С конспирацией в Новоелизаветинской ЧК все обстояло в полнейшем порядке, подумал Северианов. На должном уровне: об истинных причинах гибели Оленецкого не знал разве что трибунал...
С другой стороны, рачительный хозяин сумеет извлечь выгоду из всего: и из воздуха, и из прошлогоднего снега. А уж из такого примечательного события, как гибель в бане заместителя председателя Новоелизаветинской ЧК, просто грех и недопустимость не поиметь какого-никакого профита. Маловеры, считавшие, что демонстрация кабинета, где произошла последняя лихая гулянка двух чекистов, отпугнет посетителей, жестоко ошибались, наоборот, любопытствующие повалили косяком, словно рыба на нерест, увеличивая и без того немалый наплыв посетителей. Трифон Тимофеевич мог быть в достаточной мере ублаготворен.
- Они ночью своё непотребство справляли, - продолжал Филипп Митрофанович, допивая очередной стакан и тут же принимая новый. Мощно хрустнул челюстями, дробя кусок сахару и запивая изрядным глотком. - А в баню нельзя после полуночи ходить, в это время там черти и ведьмы моются. То свет загорится-погаснет, то окно откроется-закроется, а несколько раз видели, как кто-то ходит по мыльной да коридорам, в парилку даже, говорят, заглядывал.
Северианов насторожился: все сказанное мастером Филькой слишком уж точно вписывалось в его догадку. Только вряд ли здесь нечистая сила виновата...
- Банник это, шишок, - как о хорошем знакомом рассказывал парильщик.- Банный черт, крохотный, но очень сильный старичок, голый, с длинной, покрытой плесенью бородой. Обычно, на глаза не показывается, только по шуму угадать его можно. Банник живет под полком или под каменкой, неугодных ему посетителей изгоняет, кричит, "стукочет", камнями кидается. Потому, после купания, в бане надо оставить краюху хлеба и граненый стакан с водкой, чтобы банник не шалил.

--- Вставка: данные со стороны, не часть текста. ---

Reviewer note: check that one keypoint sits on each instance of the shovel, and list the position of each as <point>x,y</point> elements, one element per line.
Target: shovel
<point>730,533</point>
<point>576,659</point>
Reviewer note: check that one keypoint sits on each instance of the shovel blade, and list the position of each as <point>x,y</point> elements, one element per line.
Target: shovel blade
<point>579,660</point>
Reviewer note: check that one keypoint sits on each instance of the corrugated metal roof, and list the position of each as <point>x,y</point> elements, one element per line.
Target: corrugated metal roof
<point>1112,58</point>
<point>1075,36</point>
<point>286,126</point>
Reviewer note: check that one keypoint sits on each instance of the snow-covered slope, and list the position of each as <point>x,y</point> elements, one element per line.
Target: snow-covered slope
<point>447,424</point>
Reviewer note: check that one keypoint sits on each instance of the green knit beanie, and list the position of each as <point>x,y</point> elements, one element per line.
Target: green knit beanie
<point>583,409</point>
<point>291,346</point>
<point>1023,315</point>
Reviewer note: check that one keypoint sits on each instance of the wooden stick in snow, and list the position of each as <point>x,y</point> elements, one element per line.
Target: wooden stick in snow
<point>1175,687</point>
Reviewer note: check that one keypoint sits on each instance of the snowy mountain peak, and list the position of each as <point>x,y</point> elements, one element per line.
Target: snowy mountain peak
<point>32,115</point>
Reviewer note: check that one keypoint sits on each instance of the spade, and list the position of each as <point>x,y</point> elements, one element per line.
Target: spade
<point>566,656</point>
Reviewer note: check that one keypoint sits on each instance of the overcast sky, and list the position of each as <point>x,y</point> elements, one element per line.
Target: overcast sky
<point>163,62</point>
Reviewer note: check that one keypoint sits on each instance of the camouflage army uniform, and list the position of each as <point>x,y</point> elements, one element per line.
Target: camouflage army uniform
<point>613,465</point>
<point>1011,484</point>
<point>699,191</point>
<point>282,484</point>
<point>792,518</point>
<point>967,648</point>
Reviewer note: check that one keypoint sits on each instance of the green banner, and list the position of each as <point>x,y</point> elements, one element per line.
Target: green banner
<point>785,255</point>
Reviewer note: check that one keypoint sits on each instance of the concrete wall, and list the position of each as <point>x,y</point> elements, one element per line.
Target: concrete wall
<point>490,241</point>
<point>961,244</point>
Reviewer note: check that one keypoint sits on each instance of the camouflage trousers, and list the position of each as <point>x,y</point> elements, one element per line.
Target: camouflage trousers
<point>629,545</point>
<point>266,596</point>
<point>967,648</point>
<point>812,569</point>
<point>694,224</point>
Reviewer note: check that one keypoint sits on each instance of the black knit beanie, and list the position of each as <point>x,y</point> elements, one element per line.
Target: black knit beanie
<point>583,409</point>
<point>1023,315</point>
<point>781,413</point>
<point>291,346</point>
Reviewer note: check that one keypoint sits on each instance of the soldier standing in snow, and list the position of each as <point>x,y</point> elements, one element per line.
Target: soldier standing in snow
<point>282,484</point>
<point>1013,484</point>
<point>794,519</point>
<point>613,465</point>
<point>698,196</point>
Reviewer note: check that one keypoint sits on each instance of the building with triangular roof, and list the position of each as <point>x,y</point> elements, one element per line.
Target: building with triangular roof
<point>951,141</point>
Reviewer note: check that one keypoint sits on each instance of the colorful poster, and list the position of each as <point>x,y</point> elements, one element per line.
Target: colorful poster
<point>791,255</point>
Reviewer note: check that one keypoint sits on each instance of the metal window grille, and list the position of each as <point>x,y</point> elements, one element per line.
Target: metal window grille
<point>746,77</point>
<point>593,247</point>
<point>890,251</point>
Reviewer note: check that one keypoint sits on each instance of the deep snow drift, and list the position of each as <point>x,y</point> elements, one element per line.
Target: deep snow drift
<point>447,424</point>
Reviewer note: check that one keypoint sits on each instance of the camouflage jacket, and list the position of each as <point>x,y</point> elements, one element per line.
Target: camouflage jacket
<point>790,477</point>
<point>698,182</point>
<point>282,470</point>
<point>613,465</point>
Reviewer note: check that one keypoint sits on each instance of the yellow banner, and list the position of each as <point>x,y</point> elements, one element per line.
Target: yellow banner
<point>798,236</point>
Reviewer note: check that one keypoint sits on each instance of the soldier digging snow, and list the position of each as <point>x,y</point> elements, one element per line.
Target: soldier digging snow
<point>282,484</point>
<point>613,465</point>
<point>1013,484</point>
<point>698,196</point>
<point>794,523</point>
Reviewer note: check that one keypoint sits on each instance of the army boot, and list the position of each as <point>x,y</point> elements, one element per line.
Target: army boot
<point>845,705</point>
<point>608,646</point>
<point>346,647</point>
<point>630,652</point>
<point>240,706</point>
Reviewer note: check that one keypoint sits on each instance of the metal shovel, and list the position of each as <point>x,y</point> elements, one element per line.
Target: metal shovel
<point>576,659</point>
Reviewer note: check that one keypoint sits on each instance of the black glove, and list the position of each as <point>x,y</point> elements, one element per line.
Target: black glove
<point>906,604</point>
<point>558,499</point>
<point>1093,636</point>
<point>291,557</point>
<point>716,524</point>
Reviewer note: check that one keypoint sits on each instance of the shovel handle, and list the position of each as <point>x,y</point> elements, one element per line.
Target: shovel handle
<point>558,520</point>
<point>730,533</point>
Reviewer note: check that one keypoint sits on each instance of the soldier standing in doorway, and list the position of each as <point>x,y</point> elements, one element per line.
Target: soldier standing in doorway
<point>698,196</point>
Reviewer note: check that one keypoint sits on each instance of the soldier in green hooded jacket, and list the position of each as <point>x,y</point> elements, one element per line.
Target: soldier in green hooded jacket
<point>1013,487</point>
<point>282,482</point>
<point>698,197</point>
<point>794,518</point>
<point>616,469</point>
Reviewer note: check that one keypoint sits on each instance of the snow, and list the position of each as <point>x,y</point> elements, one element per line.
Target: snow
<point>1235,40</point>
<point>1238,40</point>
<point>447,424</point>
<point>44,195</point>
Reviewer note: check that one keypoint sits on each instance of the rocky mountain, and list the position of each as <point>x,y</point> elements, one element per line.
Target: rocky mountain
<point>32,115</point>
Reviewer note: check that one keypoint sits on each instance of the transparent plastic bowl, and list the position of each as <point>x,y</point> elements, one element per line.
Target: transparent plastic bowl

Вот так. Весело и просто! Натурально и сердито! Бравурно и оптимистично! Ликующе и с задором! Шишок, банник! Хозяин парильни и мыльной, Великий Князь раздевальной. Король каменки, царь ушата и веника! Изводящий всякого, посмевшего ступить в баню после полуночи. Собака Баскервилей, Кентервильское привидение, человек-невидимка и... Новоелизаветинский банник, шишок от парильщика Филиппа Митрофановича. Прошу любить и жаловать, черт подери! Шишком в училище будущие офицеры прозвали командира учебной роты за приклеенную к губам отвратительную улыбку: Его Императорского Величества гвардии штабс-капитан Шишок!
- Ты, Филипп Митрофанович, сам-то банника видел? - с лёгким маловерием осведомился Северианов.